‘Greif—sweetheart, beloved, are you mad?’

‘Mad? No! The merciful unhinging of that rack of torture which should be my mind, God has denied me. Mad? It were better, for your sake. Mad? I know not what I say. You are not my wife, nor Sigmund, Sigmund, nor I Sigmundskron, nor Greifenstein, nor Hilda’s husband, nor anything that I wot of—save a nameless vagabond who has dishonoured Hilda—’

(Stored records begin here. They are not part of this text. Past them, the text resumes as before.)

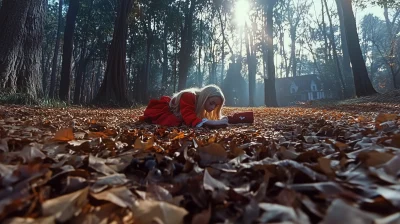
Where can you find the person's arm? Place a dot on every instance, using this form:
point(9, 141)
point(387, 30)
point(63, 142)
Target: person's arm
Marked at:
point(187, 107)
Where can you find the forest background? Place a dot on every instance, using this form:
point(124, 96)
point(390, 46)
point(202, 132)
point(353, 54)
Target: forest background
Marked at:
point(129, 51)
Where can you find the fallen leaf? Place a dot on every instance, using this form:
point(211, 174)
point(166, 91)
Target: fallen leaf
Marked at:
point(145, 212)
point(65, 134)
point(66, 206)
point(342, 212)
point(211, 183)
point(120, 196)
point(212, 153)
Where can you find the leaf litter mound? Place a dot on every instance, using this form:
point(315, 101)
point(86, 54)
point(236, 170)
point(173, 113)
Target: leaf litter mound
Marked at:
point(293, 165)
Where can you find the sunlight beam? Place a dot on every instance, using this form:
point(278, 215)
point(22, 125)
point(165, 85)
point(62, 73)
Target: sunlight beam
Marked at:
point(242, 8)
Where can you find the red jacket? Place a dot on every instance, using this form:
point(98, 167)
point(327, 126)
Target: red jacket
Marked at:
point(158, 111)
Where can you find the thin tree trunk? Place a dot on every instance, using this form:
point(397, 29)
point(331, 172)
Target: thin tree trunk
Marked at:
point(21, 24)
point(346, 68)
point(363, 85)
point(335, 56)
point(326, 57)
point(199, 75)
point(185, 52)
point(165, 61)
point(113, 90)
point(65, 81)
point(269, 83)
point(251, 65)
point(83, 61)
point(56, 51)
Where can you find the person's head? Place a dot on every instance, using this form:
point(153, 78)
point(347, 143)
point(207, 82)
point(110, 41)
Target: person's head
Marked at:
point(209, 101)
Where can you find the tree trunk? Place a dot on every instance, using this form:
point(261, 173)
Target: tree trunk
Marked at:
point(346, 68)
point(251, 66)
point(84, 60)
point(363, 85)
point(113, 89)
point(21, 24)
point(185, 58)
point(293, 50)
point(65, 81)
point(199, 75)
point(326, 57)
point(56, 51)
point(269, 82)
point(165, 61)
point(335, 56)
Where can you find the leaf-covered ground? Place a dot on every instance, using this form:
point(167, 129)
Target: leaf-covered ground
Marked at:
point(295, 165)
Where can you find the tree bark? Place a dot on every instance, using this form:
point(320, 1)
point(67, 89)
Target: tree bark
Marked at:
point(185, 53)
point(343, 90)
point(65, 81)
point(269, 82)
point(56, 51)
point(84, 59)
point(346, 68)
point(113, 90)
point(251, 65)
point(199, 74)
point(363, 85)
point(165, 74)
point(21, 24)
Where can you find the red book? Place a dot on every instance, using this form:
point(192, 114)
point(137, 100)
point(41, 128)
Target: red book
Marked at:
point(242, 117)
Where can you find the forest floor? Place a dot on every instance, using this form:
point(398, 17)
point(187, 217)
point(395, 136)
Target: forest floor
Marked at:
point(329, 162)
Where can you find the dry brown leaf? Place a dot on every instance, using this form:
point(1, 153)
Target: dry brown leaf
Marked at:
point(211, 183)
point(342, 212)
point(375, 158)
point(145, 212)
point(120, 196)
point(325, 165)
point(202, 217)
point(65, 134)
point(65, 207)
point(212, 153)
point(383, 117)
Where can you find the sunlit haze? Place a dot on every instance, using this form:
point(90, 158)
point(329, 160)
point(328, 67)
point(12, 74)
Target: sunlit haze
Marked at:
point(242, 8)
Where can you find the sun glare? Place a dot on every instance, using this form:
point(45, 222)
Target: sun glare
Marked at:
point(241, 11)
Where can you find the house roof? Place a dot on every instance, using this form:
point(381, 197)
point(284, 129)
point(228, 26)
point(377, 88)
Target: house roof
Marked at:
point(302, 82)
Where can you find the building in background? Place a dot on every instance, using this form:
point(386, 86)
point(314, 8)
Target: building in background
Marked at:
point(301, 89)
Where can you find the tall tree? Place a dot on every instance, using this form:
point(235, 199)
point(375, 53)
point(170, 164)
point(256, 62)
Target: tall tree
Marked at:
point(84, 58)
point(251, 63)
point(334, 51)
point(56, 51)
point(65, 81)
point(269, 78)
point(21, 24)
point(363, 85)
point(346, 68)
point(113, 89)
point(185, 53)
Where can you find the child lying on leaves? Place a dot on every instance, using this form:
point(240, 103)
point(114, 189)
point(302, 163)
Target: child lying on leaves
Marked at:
point(193, 107)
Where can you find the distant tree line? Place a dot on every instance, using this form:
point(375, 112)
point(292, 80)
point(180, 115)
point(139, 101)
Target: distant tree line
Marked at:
point(119, 52)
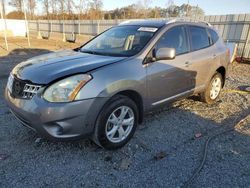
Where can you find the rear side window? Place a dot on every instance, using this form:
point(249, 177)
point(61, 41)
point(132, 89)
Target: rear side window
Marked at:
point(198, 37)
point(214, 36)
point(174, 38)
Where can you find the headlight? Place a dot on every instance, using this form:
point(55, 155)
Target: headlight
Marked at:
point(66, 90)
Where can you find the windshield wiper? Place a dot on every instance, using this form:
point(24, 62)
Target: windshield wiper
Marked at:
point(88, 51)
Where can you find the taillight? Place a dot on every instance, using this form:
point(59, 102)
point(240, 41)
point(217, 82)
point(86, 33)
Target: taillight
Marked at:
point(228, 51)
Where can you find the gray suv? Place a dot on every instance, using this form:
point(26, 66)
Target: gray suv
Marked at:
point(102, 89)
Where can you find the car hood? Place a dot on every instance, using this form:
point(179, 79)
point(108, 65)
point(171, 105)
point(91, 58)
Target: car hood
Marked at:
point(45, 68)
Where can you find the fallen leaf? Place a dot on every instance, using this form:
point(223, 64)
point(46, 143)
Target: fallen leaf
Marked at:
point(198, 135)
point(125, 164)
point(160, 155)
point(3, 156)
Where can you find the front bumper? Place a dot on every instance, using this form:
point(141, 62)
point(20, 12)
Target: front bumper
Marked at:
point(56, 120)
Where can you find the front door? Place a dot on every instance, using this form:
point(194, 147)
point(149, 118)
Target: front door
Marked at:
point(167, 79)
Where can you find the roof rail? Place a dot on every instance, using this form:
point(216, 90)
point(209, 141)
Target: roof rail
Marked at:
point(187, 19)
point(129, 21)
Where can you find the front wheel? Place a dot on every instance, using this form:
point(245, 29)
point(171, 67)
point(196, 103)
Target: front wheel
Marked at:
point(116, 123)
point(213, 90)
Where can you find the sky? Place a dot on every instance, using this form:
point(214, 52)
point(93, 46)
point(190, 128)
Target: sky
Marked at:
point(211, 7)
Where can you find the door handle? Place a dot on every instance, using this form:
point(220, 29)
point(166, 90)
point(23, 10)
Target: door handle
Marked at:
point(187, 63)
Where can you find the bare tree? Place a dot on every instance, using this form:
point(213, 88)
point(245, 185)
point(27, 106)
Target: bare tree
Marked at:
point(31, 4)
point(46, 7)
point(95, 11)
point(17, 4)
point(3, 6)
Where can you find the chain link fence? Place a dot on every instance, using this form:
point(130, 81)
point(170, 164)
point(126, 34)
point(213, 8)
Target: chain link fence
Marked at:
point(232, 28)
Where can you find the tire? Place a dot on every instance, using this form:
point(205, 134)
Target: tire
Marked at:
point(109, 125)
point(213, 89)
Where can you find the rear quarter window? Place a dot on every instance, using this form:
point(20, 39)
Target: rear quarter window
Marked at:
point(214, 36)
point(198, 37)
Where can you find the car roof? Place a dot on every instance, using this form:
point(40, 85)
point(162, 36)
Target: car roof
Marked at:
point(163, 22)
point(146, 23)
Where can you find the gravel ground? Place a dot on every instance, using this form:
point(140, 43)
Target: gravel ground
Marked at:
point(165, 151)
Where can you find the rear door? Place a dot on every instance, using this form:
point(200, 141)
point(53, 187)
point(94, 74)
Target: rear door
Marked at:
point(166, 79)
point(202, 53)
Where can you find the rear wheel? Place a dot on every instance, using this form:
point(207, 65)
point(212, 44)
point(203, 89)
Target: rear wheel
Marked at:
point(116, 123)
point(213, 90)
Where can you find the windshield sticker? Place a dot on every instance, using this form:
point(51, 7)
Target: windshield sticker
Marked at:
point(148, 29)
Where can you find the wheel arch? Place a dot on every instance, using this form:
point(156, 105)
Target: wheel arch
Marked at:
point(222, 71)
point(136, 97)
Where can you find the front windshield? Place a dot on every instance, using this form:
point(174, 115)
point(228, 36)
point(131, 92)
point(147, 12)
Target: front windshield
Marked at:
point(120, 41)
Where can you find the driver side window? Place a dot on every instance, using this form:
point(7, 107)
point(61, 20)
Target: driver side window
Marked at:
point(175, 37)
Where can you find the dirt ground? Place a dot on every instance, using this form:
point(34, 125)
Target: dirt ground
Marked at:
point(165, 151)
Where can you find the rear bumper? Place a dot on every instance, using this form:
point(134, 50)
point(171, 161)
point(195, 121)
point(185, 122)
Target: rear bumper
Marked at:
point(56, 120)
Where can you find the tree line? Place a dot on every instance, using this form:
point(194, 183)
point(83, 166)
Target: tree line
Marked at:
point(93, 9)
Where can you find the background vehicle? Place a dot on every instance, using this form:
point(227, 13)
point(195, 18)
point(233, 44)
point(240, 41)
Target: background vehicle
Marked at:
point(102, 89)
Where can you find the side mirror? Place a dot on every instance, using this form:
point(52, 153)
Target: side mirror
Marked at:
point(165, 54)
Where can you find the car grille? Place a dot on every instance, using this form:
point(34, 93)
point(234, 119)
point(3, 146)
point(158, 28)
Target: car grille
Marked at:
point(21, 89)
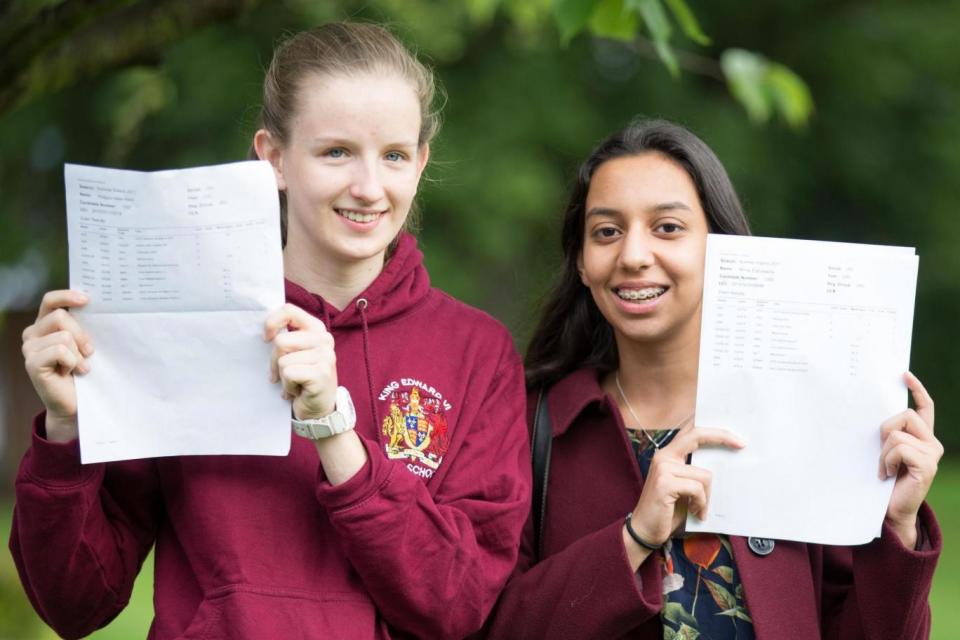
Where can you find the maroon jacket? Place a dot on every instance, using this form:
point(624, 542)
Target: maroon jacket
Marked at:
point(419, 542)
point(584, 588)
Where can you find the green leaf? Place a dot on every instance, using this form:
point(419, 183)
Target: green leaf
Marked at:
point(481, 12)
point(765, 88)
point(612, 19)
point(665, 53)
point(737, 612)
point(655, 18)
point(571, 17)
point(675, 613)
point(688, 22)
point(745, 72)
point(687, 633)
point(724, 572)
point(721, 596)
point(790, 95)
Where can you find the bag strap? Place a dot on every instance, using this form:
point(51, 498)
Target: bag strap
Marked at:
point(540, 445)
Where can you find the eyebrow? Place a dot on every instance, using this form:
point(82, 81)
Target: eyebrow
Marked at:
point(321, 141)
point(607, 212)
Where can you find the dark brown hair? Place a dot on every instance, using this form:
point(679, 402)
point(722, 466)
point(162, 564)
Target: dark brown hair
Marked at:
point(572, 333)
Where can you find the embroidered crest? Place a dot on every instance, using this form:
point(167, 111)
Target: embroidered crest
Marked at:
point(415, 425)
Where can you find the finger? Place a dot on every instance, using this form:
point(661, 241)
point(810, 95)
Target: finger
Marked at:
point(681, 470)
point(932, 451)
point(908, 421)
point(312, 357)
point(297, 377)
point(54, 358)
point(319, 346)
point(301, 340)
point(921, 398)
point(291, 316)
point(686, 442)
point(61, 298)
point(60, 320)
point(64, 338)
point(695, 493)
point(919, 463)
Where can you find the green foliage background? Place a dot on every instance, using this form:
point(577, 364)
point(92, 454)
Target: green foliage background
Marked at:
point(877, 161)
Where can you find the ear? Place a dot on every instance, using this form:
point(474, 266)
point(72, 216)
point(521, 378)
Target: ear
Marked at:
point(423, 154)
point(268, 149)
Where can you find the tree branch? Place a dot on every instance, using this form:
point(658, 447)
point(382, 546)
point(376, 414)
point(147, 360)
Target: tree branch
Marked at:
point(78, 39)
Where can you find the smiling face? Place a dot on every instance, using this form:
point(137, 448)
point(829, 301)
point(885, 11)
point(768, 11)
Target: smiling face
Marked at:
point(350, 169)
point(643, 248)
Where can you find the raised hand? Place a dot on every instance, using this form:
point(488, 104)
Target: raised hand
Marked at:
point(55, 348)
point(672, 487)
point(910, 454)
point(303, 361)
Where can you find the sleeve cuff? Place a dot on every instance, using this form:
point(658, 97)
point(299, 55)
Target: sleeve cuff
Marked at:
point(55, 464)
point(363, 485)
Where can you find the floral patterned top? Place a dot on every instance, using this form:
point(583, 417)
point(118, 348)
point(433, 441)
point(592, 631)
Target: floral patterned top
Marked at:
point(702, 593)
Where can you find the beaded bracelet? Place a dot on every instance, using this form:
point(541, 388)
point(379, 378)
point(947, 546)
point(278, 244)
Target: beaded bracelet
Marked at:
point(636, 537)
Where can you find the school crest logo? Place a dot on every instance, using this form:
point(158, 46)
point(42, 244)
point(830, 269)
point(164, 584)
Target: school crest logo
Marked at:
point(416, 425)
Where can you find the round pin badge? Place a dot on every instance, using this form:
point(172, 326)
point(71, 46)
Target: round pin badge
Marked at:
point(760, 546)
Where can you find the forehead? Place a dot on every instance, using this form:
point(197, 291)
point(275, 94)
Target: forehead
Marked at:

‘Greif—for the love of Heaven—’

‘Ay, I must speak, and quickly. It is better that you should know all the truth from these lips, foul from their birth—that have kissed yours, though they be not worthy to eat the dust in your path—these lips that kissed that vile thing they called my mother, and that spoke words of sorrow, and uttered cries of grief, at a death too decent for such a being—no, let me speak, take your pure hands from me—I am not your husband! By a name that was never mine, I took your name—thank God you have it still! Your marriage is no marriage, your child is nameless as I am—do you know how the law would call me? One Greif, the bastard son of a certain Herr von Greifenstein and of a woman known as Clara Kurtz—that is the designation of all my honours, that is the description of your child’s father, of the man you have called husband for twelve months and one day! The curse of God in Heaven on that wretch—she was not woman—may the furies of hell not tire of tormenting her accursed soul throughout all ages—yes—I mean my mother, I mean every word I say—I would say more if I knew how! She has done all this—she brought my father to his death, my brave old father, whom I loved, and she has brought me to shame worse than death; and worse than shame or death to me, she has brought dishonour upon the only creature left me to love—oh, death was made too easy for her by those merciful men, they were a thousand times too pitiful, too kind!’

He paused, trembling in every limb with the wrathful passion for which words alone were no satisfaction. Hilda was startled at the violence of his language, and alarmed by the furious look in his eyes, but actual fear was too foreign to her nature to influence her. She understood, now, however, what had escaped her before, namely that he believed their marriage to have been no marriage at all in law. Then her love spoke out, softly at first and with a gentle accent.

‘Greif, my beloved—let them rest in their graves! They cannot harm us.’

‘Not harm us?’ he cried. ‘Do you know that every word I have told you is true—that the curse of that dead woman will pursue us to the end? Do you understand that we are not married man and wife?’

‘That is not true,’ answered Hilda. ‘God made us man and wife—’

‘Ay—but the law—’

‘What is the law to us? Do we not love? Is not that law?’